Updated Lambda (main.go)
package main
import (
"context"
"encoding/json"
"fmt"
"github.com/aws/aws-lambda-go/lambda"
"github.com/aws/aws-sdk-go-v2/aws"
"github.com/aws/aws-sdk-go-v2/config"
"github.com/aws/aws-sdk-go-v2/feature/dynamodb/attributevalue"
"github.com/aws/aws-sdk-go-v2/service/dynamodb"

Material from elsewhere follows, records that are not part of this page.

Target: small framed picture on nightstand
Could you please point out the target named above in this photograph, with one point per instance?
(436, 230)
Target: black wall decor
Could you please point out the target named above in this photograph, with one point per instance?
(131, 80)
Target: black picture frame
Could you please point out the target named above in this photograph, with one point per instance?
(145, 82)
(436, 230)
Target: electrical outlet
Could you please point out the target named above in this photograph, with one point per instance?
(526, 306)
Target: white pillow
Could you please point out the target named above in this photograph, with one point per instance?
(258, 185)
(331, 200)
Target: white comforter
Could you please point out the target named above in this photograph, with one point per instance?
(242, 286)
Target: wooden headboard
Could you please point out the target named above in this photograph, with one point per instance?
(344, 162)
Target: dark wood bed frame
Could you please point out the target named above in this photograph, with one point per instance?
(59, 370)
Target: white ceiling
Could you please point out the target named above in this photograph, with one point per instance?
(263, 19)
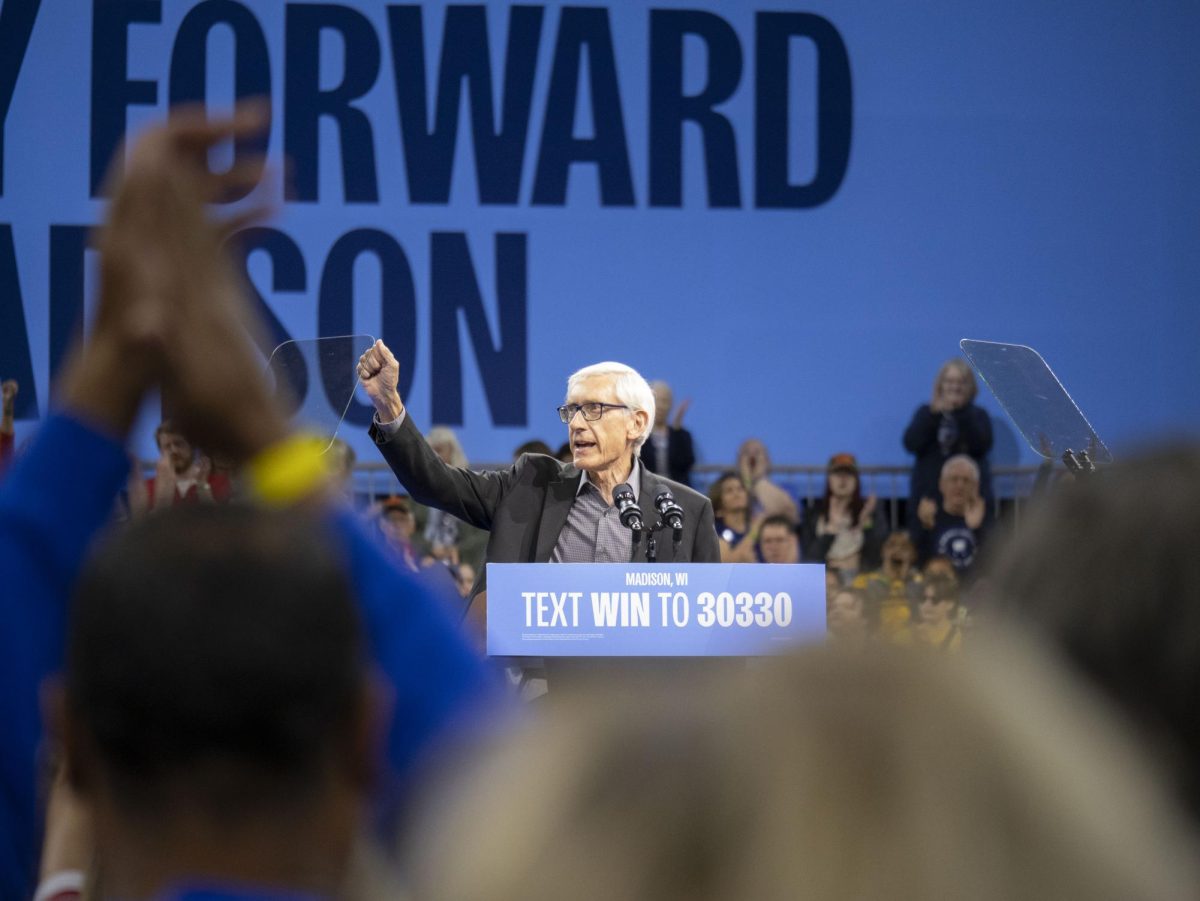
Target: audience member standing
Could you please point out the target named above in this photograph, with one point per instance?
(948, 425)
(843, 529)
(953, 528)
(669, 449)
(183, 475)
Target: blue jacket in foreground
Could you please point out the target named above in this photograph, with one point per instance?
(55, 499)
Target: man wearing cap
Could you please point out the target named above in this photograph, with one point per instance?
(540, 510)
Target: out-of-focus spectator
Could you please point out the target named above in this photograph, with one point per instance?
(894, 589)
(442, 529)
(766, 497)
(534, 446)
(939, 568)
(951, 424)
(183, 475)
(846, 617)
(955, 527)
(1107, 568)
(843, 529)
(342, 460)
(9, 389)
(276, 766)
(831, 775)
(937, 617)
(731, 517)
(271, 737)
(778, 540)
(669, 450)
(465, 578)
(396, 523)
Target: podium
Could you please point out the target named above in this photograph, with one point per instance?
(639, 610)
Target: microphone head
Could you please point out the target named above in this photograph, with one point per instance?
(627, 506)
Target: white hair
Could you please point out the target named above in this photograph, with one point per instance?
(443, 434)
(964, 460)
(629, 386)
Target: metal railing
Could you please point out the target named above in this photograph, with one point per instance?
(889, 484)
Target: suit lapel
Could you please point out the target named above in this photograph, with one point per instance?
(559, 496)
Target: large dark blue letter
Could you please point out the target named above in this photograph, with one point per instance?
(397, 302)
(305, 103)
(16, 25)
(670, 107)
(499, 155)
(579, 28)
(774, 32)
(18, 364)
(112, 91)
(252, 67)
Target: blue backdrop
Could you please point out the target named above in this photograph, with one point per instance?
(792, 212)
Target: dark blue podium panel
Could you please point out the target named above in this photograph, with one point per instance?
(611, 610)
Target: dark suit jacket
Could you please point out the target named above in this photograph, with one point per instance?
(526, 506)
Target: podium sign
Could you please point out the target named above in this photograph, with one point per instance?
(615, 610)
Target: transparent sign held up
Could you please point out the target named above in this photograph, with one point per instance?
(1035, 400)
(315, 380)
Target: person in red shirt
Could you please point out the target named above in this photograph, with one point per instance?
(183, 475)
(9, 397)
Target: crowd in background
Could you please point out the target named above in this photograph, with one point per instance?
(238, 701)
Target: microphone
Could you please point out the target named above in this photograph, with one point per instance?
(627, 508)
(670, 511)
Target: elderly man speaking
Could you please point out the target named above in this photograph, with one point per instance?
(541, 510)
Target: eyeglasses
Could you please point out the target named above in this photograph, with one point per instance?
(592, 410)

"github.com/aws/aws-sdk-go-v2/service/dynamodb/types"
)
type Event struct {
Bucket string `json:"bucket"`
Key string `json:"key"`
}
type FileMetadata struct {
FileName string `dynamodbav:"FileName" json:"file_name"`
Bucket string `dynamodbav:"Bucket" json:"bucket"`
UploadTimestamp string `dynamodbav:"UploadTimestamp" json:"uploaded_at"`
}
type Response struct {
StatusCode int `json:"statusCode"`
Body interface{} `json:"body"`
}
func handler(ctx context.Context, event Event) (Response, error) {
// Load AWS config
cfg, err := config.LoadDefaultConfig(ctx)
if err != nil {
return Response{StatusCode: 500, Body: "failed to load AWS config"}, err
}
client := dynamodb.NewFromConfig(cfg)
// Query DynamoDB for file metadata
result, err := client.GetItem(ctx, &dynamodb.GetItemInput{
TableName: aws.String("FileMetadata"),
Key: map[string]types.AttributeValue{
"FileName": &types.AttributeValueMemberS{Value: event.Key},
},
})
if err != nil {
return Response{StatusCode: 500, Body: "failed to query DynamoDB"}, err
}
if result.Item == nil {
return Response{StatusCode: 404, Body: fmt.Sprintf("No metadata found for %s", event.Key)}, nil
}
var metadata FileMetadata
err = attributevalue.UnmarshalMap(result.Item, &metadata)
if err != nil {
return Response{StatusCode: 500, Body: "failed to unmarshal DynamoDB item"}, err
}
return Response{
StatusCode: 200,
Body: metadata,
}, nil
}
func main() {
lambda.Start(handler)
}
Build and Deploy
# Build for Lambda runtime
GOOS=linux GOARCH=amd64 go build -o bootstrap main.go
zip function.zip bootstrap
# Update Lambda code
aws lambda update-function-code \
--function-name ProcessFileLambda \
--zip-file fileb://function.zip
Invoke with CLI
aws lambda invoke \
--function-name ProcessFileLambda \
--payload '{"bucket":"my-demo-bucket-12345","key":"example.txt"}' \
response.json
cat response.json
Output:
{
"statusCode": 200,
"body": {
"file_name": "example.txt",
"bucket": "my-demo-bucket-12345",
"uploaded_at": "2025-09-21T12:34:56Z"
}
}
Conclusion
Amazon S3 provides a reliable, scalable storage layer for uploading and managing files.
DynamoDB allows you to store and retrieve file metadata with low latency and automatic scaling.
AWS Lambda (Go runtime) enables serverless processing of files, integrating directly with S3 and DynamoDB.
The demo workflow showed how to:
Upload a file to S3
Store metadata in DynamoDB
Invoke a Go Lambda function to query and return metadata
Using the AWS CLI, you can set up and test this workflow quickly without additional infrastructure.
This pattern is a foundation for building scalable, event-driven applications such as file processors, data pipelines, or content management systems.